O papel da Europa. No século XX, mas também no XIX, o Velho Continente estava no centro do mundo. Não mais. Mas concordo com o escritor em um ponto: a guerra na Ucrânia e a invasão de Gaza são um claro legado do século XX, porque decorrem da desintegração da União Soviética e da criação do Estado de Israel no Oriente Médio.
No entanto, em teoria, vivemos em um século de grandes oportunidades e progresso, transcendendo fronteiras, convenções e barreiras. Em vez disso, como caranguejos, estamos regredindo.
As vantagens da internet são bem conhecidas. Mas não deveríamos nos iludir achando que, graças às novas tecnologias, abandonaríamos o século XX. A invenção da imprensa também incutiu a mesma esperança de comunidade, conexões, educação, com a possibilidade de acabar com mal-entendidos e conflitos. Mas não foi o que aconteceu.
Baricco parece sugerir uma abordagem de “fim da história”, para usar o termo de Francis Fukuyama, com uma revolução cultural global desencadeando mudanças irreversíveis e a entrada em uma nova era.

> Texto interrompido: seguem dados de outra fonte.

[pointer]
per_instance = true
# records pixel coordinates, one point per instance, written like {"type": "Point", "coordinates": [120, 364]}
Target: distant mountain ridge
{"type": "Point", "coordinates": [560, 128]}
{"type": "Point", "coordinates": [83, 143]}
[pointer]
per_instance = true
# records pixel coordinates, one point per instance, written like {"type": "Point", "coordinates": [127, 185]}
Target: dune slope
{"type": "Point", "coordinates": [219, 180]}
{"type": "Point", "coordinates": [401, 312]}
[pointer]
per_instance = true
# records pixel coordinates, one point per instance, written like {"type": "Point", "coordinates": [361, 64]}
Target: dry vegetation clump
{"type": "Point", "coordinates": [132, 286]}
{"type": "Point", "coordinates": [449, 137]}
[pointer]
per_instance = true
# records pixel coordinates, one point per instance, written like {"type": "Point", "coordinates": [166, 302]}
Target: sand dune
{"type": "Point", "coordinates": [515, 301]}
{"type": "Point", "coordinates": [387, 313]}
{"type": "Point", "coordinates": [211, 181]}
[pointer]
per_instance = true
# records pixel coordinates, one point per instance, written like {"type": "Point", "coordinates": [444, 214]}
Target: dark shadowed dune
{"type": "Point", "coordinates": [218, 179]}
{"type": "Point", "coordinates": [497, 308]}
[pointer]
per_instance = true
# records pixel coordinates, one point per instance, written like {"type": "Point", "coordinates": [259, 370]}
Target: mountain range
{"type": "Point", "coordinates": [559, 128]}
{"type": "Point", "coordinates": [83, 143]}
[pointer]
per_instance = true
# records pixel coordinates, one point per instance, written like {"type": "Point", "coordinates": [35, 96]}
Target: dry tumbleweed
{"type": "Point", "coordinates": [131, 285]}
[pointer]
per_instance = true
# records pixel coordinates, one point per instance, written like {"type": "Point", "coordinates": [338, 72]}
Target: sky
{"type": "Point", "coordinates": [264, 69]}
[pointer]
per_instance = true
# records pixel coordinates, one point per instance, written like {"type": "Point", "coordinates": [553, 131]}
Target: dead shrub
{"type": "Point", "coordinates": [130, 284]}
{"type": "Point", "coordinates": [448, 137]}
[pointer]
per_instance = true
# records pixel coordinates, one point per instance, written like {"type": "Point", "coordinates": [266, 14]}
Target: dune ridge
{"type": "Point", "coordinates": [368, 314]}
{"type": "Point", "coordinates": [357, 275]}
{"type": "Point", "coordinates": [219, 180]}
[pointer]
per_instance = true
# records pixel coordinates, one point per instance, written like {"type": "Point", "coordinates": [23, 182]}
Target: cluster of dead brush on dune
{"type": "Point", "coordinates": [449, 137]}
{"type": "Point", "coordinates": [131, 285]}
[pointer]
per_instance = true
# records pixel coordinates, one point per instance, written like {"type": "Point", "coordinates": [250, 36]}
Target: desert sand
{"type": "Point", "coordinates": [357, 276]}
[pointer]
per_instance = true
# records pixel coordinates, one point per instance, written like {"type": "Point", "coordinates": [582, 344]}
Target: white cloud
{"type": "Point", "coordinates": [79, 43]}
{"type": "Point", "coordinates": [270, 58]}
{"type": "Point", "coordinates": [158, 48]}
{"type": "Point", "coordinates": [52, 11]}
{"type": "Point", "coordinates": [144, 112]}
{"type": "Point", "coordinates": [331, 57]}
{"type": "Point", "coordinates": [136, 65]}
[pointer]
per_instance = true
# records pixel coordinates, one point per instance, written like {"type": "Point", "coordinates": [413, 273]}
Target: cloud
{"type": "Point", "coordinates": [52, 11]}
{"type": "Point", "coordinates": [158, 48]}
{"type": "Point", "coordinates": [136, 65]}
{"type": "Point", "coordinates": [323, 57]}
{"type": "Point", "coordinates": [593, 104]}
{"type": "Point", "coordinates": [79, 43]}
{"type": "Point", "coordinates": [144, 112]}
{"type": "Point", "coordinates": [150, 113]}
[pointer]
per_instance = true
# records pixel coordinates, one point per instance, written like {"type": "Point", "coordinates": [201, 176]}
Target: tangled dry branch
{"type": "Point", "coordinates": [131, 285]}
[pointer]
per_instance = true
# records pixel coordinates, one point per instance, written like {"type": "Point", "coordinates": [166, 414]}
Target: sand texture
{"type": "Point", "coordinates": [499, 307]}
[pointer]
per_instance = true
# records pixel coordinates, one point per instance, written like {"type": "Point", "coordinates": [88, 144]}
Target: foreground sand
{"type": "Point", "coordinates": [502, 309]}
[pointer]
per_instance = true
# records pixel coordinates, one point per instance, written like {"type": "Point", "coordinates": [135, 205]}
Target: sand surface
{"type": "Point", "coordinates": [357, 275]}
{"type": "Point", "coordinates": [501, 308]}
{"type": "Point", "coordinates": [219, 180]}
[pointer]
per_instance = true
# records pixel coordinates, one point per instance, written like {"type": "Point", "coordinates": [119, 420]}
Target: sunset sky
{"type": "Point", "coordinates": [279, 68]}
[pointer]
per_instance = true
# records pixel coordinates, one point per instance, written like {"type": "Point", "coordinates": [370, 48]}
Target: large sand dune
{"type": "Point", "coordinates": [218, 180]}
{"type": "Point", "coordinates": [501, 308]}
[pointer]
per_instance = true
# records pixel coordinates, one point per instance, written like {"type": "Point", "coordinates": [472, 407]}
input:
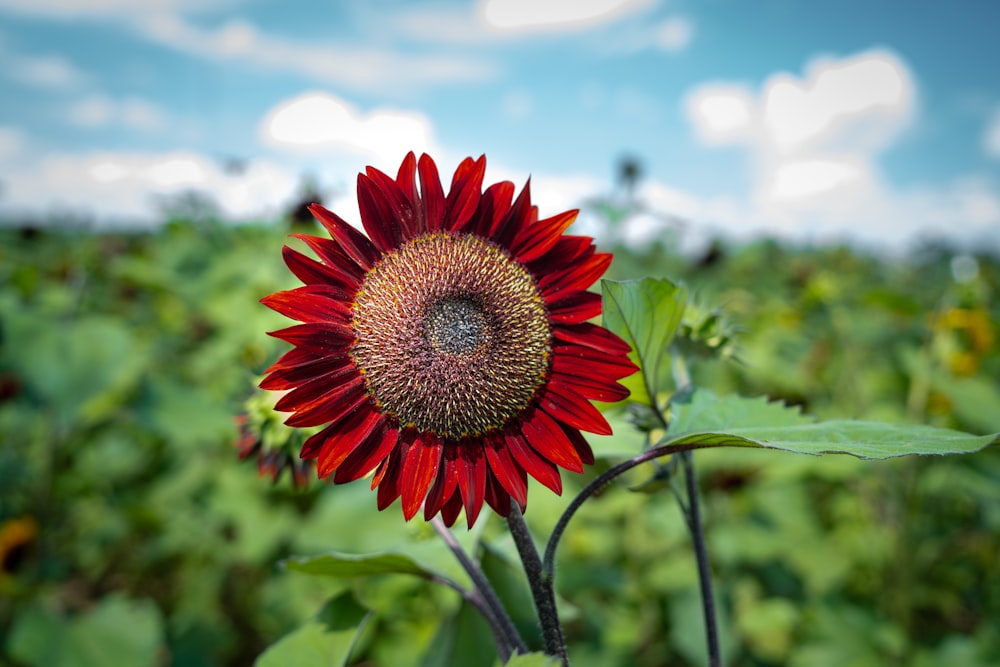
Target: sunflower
{"type": "Point", "coordinates": [449, 351]}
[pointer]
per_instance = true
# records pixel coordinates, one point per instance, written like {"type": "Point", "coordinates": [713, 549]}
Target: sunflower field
{"type": "Point", "coordinates": [143, 522]}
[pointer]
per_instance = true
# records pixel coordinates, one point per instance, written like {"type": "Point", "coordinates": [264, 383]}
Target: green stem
{"type": "Point", "coordinates": [488, 603]}
{"type": "Point", "coordinates": [541, 584]}
{"type": "Point", "coordinates": [599, 482]}
{"type": "Point", "coordinates": [693, 517]}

Considerando que Fukuyama tem sido citado demasiadas vezes de forma inadequada, penso que as guerras sempre existiram e sempre existirão. Dito isto, prever a história faz parte da condição humana, mas nunca acertamos. Ninguém previu um conflito que resultaria em milhões de mortes em 1914, poucos previram o colapso repentino da URSS, ou a crise financeira de 2008, ou a pandemia de Covid. A história não pode ser prevista e, por esta razão, também não concordo com a visão cíclica de Vico. A história é fluida; não pode ser categorizada, assim como seus séculos. Caso contrário, consideramos apenas os aspectos que nos são convenientes, como fazem os políticos. Pela mesma razão, também sou cético em relação a classificações como "valores ocidentais".

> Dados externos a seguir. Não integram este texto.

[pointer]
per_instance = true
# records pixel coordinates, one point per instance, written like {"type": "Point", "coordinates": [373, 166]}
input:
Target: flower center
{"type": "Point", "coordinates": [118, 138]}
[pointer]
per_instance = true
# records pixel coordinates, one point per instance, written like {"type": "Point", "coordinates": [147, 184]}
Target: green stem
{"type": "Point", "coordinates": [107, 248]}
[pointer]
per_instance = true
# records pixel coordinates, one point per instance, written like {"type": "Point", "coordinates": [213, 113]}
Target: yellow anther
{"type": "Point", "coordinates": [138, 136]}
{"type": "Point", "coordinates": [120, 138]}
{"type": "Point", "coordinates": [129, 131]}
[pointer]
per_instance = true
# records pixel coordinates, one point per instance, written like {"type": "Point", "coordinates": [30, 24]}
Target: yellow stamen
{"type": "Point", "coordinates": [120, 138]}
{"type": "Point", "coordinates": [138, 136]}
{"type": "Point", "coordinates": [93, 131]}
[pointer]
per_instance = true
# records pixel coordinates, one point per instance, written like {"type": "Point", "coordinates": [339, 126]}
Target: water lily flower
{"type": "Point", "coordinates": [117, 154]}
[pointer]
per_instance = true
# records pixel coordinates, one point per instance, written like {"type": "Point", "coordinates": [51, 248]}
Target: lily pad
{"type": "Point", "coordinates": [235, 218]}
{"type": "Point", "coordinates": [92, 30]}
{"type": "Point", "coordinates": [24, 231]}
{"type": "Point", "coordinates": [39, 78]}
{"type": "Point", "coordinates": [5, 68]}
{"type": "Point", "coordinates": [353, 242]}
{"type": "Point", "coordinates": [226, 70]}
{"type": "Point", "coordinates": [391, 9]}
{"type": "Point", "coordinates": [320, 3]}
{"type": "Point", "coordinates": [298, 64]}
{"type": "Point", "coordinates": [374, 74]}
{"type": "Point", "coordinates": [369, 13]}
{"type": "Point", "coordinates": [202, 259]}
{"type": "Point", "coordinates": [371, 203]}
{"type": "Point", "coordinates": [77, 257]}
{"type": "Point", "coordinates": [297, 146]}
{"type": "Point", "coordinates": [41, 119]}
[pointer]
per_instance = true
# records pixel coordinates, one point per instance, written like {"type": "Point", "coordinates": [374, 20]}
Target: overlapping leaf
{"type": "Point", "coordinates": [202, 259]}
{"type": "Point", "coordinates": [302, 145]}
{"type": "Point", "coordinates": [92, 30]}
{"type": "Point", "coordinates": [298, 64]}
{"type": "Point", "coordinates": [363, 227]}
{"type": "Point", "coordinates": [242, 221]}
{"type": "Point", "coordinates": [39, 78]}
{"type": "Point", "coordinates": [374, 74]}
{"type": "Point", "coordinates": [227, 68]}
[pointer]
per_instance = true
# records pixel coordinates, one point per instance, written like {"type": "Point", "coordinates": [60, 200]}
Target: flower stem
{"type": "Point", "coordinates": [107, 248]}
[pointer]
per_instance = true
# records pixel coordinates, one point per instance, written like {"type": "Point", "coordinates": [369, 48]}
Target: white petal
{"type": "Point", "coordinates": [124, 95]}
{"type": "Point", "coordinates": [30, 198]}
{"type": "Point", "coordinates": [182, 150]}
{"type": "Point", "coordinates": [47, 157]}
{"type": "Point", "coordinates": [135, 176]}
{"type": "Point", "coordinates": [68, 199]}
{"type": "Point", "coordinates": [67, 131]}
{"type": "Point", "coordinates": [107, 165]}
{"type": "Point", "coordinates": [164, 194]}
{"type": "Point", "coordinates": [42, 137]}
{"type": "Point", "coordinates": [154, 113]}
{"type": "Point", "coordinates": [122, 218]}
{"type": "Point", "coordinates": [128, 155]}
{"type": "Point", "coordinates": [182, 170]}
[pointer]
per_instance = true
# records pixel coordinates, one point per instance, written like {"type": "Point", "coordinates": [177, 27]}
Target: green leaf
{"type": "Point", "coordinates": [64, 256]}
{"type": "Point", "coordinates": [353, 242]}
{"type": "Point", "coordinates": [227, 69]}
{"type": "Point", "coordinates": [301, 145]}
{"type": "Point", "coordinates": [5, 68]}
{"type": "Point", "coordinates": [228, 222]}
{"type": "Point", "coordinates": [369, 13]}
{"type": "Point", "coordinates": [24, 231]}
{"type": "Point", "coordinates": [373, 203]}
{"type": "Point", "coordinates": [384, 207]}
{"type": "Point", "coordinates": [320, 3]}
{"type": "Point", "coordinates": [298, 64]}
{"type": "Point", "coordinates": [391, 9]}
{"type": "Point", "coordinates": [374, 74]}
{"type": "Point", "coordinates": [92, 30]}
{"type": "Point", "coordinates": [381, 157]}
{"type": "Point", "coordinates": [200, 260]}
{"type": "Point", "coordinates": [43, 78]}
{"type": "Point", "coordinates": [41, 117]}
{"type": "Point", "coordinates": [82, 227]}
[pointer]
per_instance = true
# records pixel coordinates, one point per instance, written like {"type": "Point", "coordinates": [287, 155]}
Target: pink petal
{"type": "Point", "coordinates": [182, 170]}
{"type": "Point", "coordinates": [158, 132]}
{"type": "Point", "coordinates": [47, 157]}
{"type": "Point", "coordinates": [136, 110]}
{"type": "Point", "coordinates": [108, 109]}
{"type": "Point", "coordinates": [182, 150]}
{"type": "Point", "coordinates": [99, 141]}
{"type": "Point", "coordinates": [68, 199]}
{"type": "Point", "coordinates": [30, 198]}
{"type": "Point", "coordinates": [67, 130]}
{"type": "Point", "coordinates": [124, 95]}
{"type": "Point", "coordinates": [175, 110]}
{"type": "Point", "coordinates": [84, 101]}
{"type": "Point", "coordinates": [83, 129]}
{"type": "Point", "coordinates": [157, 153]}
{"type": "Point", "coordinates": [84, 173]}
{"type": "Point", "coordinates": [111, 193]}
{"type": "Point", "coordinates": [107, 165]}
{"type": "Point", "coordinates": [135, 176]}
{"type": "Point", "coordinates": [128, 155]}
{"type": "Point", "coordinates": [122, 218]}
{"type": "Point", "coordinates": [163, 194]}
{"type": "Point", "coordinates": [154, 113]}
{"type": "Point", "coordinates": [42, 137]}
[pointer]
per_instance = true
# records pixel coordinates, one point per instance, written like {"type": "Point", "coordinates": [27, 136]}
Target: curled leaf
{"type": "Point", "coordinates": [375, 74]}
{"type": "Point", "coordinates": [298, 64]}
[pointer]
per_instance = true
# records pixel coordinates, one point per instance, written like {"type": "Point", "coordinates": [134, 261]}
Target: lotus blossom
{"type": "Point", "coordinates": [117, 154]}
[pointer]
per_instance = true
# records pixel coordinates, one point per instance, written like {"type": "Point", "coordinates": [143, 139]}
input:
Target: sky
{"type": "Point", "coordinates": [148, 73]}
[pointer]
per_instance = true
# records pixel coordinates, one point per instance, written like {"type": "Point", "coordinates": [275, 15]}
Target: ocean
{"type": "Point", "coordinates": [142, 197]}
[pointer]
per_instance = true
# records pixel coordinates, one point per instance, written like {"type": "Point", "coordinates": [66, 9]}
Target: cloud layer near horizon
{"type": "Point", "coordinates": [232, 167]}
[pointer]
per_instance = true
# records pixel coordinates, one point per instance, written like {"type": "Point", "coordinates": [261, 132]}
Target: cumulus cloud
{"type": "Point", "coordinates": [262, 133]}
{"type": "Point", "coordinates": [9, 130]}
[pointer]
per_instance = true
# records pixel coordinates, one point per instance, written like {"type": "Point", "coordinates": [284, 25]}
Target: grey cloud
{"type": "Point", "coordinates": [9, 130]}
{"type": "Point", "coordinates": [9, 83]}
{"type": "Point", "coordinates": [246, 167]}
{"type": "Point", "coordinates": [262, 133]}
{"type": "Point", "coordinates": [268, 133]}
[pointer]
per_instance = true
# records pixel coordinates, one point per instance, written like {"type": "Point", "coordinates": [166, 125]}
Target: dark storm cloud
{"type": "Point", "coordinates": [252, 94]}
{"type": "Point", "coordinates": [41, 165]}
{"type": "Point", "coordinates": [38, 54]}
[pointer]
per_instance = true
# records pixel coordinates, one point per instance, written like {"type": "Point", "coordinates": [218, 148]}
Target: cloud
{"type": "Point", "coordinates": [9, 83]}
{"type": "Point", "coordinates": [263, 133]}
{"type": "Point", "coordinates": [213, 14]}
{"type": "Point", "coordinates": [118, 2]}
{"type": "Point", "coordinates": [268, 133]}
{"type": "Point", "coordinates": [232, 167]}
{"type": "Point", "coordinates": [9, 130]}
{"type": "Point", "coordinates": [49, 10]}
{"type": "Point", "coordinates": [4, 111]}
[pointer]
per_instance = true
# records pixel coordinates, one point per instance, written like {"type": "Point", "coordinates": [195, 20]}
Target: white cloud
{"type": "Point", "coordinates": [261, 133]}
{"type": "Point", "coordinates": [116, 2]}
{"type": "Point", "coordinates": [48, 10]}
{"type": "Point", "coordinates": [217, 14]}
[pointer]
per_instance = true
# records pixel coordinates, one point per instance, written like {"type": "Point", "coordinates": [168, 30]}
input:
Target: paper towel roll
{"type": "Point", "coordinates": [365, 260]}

Mas o massacre de Gaza já mudou este século. Por quê?
Gaza foi um evento crucial porque, antes de tudo, mudou a opinião pública sobre Israel. A grande maioria do público, após o Holocausto, sempre viu o Estado judeu de forma favorável, garantindo certa indulgência em relação a ele ao longo das décadas, mesmo durante outras guerras ou o constante avanço dos colonos. A invasão de Gaza, no entanto, mexeu com muitas consciências, porque Israel arrasou uma terra de dois milhões de habitantes, que não têm meios militares ou defesas. Embora sejam conflitos muito diferentes, Gaza é para o século XXI o que o Vietnã foi para o século XX, o que igualmente minou a admiração global pelos Estados Unidos. No entanto, o impacto midiático de Gaza tem sido ainda maior devido às mídias sociais e às novas tecnologias.

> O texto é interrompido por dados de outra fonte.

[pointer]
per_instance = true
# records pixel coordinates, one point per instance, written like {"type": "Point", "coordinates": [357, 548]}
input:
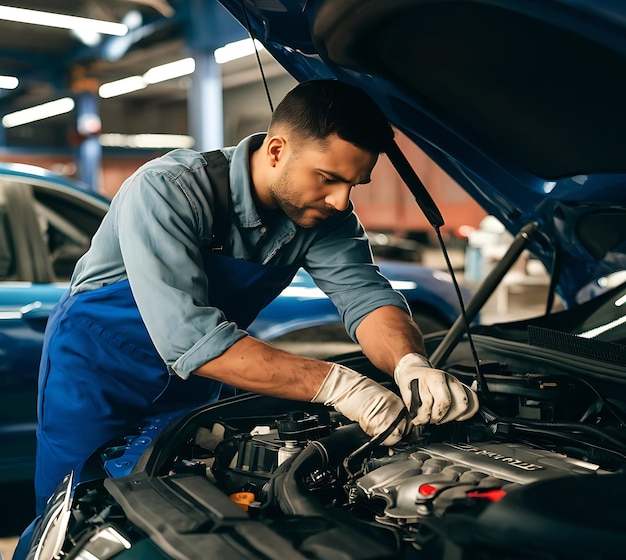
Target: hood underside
{"type": "Point", "coordinates": [522, 103]}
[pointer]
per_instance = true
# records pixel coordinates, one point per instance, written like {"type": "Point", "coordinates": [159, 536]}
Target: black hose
{"type": "Point", "coordinates": [291, 492]}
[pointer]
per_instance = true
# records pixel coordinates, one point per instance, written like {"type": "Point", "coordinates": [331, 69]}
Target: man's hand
{"type": "Point", "coordinates": [363, 400]}
{"type": "Point", "coordinates": [431, 395]}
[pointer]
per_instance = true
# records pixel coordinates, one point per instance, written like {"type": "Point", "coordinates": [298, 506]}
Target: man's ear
{"type": "Point", "coordinates": [276, 147]}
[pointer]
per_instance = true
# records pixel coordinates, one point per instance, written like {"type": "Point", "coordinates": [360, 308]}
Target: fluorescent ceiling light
{"type": "Point", "coordinates": [155, 75]}
{"type": "Point", "coordinates": [170, 71]}
{"type": "Point", "coordinates": [120, 87]}
{"type": "Point", "coordinates": [50, 19]}
{"type": "Point", "coordinates": [146, 140]}
{"type": "Point", "coordinates": [38, 112]}
{"type": "Point", "coordinates": [238, 49]}
{"type": "Point", "coordinates": [8, 82]}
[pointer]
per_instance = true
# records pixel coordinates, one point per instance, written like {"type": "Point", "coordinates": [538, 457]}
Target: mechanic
{"type": "Point", "coordinates": [156, 313]}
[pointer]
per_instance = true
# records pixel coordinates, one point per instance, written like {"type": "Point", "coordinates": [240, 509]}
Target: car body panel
{"type": "Point", "coordinates": [516, 101]}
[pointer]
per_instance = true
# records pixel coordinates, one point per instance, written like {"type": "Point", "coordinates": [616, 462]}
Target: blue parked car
{"type": "Point", "coordinates": [46, 223]}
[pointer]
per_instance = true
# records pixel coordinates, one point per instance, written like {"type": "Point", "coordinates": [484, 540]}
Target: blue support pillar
{"type": "Point", "coordinates": [209, 26]}
{"type": "Point", "coordinates": [205, 108]}
{"type": "Point", "coordinates": [88, 126]}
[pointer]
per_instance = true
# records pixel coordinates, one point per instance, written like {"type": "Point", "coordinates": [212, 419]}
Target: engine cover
{"type": "Point", "coordinates": [425, 481]}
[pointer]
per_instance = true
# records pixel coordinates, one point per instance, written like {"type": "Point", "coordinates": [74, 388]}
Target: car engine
{"type": "Point", "coordinates": [539, 473]}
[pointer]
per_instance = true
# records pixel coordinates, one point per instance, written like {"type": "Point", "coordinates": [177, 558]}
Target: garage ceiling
{"type": "Point", "coordinates": [53, 62]}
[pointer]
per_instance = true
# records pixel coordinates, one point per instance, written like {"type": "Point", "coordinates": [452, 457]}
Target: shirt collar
{"type": "Point", "coordinates": [240, 182]}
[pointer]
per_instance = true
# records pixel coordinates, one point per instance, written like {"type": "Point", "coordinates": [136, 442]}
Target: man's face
{"type": "Point", "coordinates": [315, 180]}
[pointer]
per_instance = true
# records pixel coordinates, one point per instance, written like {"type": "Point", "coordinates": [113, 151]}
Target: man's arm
{"type": "Point", "coordinates": [394, 344]}
{"type": "Point", "coordinates": [252, 365]}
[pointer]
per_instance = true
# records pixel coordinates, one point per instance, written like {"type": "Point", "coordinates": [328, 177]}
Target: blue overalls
{"type": "Point", "coordinates": [100, 374]}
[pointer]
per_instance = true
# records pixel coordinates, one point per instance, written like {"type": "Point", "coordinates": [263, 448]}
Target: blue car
{"type": "Point", "coordinates": [522, 103]}
{"type": "Point", "coordinates": [47, 222]}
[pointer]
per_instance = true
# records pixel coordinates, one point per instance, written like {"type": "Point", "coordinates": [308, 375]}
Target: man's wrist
{"type": "Point", "coordinates": [413, 359]}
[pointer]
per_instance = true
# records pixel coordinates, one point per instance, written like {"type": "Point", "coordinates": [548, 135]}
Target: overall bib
{"type": "Point", "coordinates": [100, 373]}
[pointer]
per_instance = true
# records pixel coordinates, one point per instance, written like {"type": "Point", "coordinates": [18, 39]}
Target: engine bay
{"type": "Point", "coordinates": [538, 473]}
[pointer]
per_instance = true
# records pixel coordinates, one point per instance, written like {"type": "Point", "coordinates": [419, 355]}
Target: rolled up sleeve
{"type": "Point", "coordinates": [341, 264]}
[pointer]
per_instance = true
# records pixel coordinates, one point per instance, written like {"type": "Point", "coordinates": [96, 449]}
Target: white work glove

E Trump? Que tipo de político ele é? Para Baricco, ele personifica excepcionalmente os dois séculos.
É certamente um sintoma de que a velha política do século XX está morrendo. O pioneiro em quebrar o molde foi Berlusconi na Itália. Trump é a consequência natural, e não é por acaso que vemos partidos históricos na Europa em risco de extinção, como os socialistas franceses ou os conservadores britânicos. Mesmo a extrema-direita atual, em rápida ascensão, é muito diferente daquela do século XX, pois frequentemente se opõe à instauração de regimes autoritários.
De qualquer forma, todos os moldes foram quebrados: não é por acaso que o país que mais garantiu progresso econômico e bem-estar aos seus cidadãos nos últimos anos foi a China, certamente não uma democracia.